Безусловную одаренность Галины Погожевой признавали многие. Печатал ее стихи только Николай Старшинов – раз в год, в альманахе «Поэзия». Борис Слуцкий, семинар которого Галина посещала, тоже слышал этот чистый звук природного голоса. Но, похоже, лучше всех эту поэзию могли бы оценить Николай Гумилев или Георгий Иванов… Такое вот вышло «несовпадение» по времени.
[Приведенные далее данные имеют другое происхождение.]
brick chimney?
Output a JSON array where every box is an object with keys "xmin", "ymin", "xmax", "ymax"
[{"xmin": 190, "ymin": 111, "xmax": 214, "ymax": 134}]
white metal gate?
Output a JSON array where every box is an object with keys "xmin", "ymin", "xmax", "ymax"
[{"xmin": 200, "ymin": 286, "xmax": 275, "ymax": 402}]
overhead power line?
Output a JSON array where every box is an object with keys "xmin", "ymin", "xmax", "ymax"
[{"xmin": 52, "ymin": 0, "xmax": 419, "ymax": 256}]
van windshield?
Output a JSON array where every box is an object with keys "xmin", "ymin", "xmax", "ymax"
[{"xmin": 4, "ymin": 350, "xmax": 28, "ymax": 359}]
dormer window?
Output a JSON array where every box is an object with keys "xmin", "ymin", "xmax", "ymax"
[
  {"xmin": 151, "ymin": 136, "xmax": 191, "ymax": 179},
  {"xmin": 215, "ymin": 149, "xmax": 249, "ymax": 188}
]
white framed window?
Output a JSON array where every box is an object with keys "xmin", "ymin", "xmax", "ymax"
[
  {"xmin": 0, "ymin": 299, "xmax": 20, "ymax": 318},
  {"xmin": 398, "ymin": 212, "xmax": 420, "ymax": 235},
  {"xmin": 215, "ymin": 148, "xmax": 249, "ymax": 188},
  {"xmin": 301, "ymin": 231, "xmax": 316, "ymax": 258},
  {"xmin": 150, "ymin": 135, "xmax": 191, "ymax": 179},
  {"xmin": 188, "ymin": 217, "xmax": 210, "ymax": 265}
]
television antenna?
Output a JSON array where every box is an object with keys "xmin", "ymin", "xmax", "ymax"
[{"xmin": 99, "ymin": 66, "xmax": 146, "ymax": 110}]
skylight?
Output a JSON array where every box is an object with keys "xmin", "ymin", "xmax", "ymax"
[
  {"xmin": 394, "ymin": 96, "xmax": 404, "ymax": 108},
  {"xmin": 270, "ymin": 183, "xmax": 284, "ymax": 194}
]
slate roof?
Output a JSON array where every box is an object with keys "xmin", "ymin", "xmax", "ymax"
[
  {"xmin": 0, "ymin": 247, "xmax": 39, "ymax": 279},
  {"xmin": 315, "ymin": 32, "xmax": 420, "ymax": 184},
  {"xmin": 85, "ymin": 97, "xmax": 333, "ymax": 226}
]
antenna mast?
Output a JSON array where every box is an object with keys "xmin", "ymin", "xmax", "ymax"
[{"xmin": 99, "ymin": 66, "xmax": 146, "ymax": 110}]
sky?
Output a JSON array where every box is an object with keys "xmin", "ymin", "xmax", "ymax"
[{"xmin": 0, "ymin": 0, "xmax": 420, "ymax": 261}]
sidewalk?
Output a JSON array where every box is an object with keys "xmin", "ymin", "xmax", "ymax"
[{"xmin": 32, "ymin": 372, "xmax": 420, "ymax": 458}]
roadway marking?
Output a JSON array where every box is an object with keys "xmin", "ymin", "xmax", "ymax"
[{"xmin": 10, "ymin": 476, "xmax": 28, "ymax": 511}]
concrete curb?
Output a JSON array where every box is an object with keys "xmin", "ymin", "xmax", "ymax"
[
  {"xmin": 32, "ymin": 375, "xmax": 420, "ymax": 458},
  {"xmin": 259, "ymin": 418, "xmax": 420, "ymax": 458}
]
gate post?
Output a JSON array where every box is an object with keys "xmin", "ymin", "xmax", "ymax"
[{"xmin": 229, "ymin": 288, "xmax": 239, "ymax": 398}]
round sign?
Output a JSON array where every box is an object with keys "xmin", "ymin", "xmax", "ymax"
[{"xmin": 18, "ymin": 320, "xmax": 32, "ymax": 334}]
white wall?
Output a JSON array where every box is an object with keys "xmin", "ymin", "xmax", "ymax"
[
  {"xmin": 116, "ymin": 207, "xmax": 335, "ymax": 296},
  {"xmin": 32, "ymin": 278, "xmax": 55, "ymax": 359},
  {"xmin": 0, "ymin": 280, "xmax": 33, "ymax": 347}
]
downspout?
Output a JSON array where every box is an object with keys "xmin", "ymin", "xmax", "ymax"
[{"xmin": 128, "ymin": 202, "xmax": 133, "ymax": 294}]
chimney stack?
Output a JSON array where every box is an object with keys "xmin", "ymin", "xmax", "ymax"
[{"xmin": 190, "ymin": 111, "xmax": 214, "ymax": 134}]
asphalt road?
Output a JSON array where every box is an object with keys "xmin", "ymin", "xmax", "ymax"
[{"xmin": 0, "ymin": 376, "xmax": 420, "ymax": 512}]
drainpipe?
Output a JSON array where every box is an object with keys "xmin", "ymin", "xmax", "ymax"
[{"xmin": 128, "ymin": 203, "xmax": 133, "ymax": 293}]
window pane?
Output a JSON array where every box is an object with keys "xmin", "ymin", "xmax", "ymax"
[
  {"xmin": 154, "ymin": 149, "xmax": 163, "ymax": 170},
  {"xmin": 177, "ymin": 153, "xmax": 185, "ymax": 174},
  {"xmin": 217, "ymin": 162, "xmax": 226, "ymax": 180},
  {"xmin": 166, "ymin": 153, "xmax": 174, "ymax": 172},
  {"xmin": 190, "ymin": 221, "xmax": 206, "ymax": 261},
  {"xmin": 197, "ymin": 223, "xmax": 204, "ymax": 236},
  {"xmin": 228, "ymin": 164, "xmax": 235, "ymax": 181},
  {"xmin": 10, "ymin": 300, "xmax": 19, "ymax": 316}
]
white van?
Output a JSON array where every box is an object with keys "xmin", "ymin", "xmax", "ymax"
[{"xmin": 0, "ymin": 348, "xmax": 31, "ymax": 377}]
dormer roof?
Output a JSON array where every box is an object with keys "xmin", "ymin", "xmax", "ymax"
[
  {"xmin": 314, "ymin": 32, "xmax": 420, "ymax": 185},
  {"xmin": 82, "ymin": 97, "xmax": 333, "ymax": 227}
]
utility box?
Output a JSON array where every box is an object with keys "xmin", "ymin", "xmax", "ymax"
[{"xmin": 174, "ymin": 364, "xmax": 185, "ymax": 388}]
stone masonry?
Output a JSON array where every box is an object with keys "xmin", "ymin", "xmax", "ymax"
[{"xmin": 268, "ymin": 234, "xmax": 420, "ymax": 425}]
Поспел в аббатстве красный виноград.

Я не хожу в скрипучие воротца.

Там все народ. Там пастушок мой брат

И мать моя, родившая уродца.

Карабкаюсь по лестнице витой,

Забрасываю камень за ограду.

Серебряный мой голос, золотой! —

Бог подарил вдобавок к винограду.

Я славлю щедрость горькую Твою,

Учу латынь, пишу, пишу в тетради,

И в винограде прячусь и пою,

Сижу и плачу в красном винограде.

В начале 90-х Галина, в юности закончившая французскую школу и к тому времени уже переводившая французский поэтов, уехала в Париж…

Боже, кто из нас в юности не мечтал вслед за пятнадцатилетней Цветаевой оказаться в «большом и радостном Париже», «парижских воробьев испуганные стайки» обнаружить – вслед за Мандельштамом, своими глазами увидеть волошинское: «В дождь Париж расцветает как серая роза…».

Галина Погожева отправилась в Париж – за Россией. Найти и перевести на французский дневники великого Нижинского – была задача. Встретиться с той исторической Россией, памятью о которой заведовала «мать всех муз» Мнемозина, и которую русские эмигранты первой волны «унесли с собой» – сверхзадача. Обе оказались счастливо выполнены. А дальше… дальше началась долгая и трудная дорога домой:

Ты страшная, ты властная, ты злая.

Ты холод – пальцы от тебя не гнутся.

На милый север – гибели желая,

На грозный север я хочу вернуться.

Но дорога домой растянулась на двадцать с лишним лет. В Париже родилась дочь, появилось свое жилье, круг друзей, работа. Знания, полученные по настоянию отца в московском техническом вузе – МАИ, тоже пригодились. Время от времени Галина работала переводчиком на знаменитых парижских авиасалонах в Ле Бурже, позже закончила курсы и стала дипломированным экскурсоводом. Внешне это звучит даже респектабельно, но на самом деле борьба за выживание в Париже, или еще в какой чужбине – ничуть не слаще такой же участи в родном отечестве. К чести поэта Погожевой, ни в одном из стихотворений, написанных ею во Франции, я не обнаружила пресловутого «сора» жизни, буквально понятого у небуквальной Ахматовой и – даже культивируемого некоторыми нашими коллегами по поэтическому цеху. Высота поэтической задачи и изначально понятый «аристократизм» самого «дела поэта» в совокупности с отмеченным выше природным даром (звуком) – выработали стойкий иммунитет к литературной дряни.

К сожалению, у Галины Погожевой вышла всего одна книга. Называется она поэтически легко и празднично – «Смелая вода». Купить ее невозможно ни в одном магазине мира.

Возможно, публикация большой подборки стихов в журнале «Плавучий мост» все же подтолкнет автора к изданию еще одного сборника стихов. Возможно даже найдется издатель, для которого чистая поэзия – не пустой звук. Издавать такие стихи за «свой счет» стыдно, ибо всегда и во все времена не Поэт должен нам, а мы его истинные и неоплатные должники.


Примечание:

Кондакова Надежда Васильевна – русский поэт, переводчик, прозаик. Живёт в Переделкине.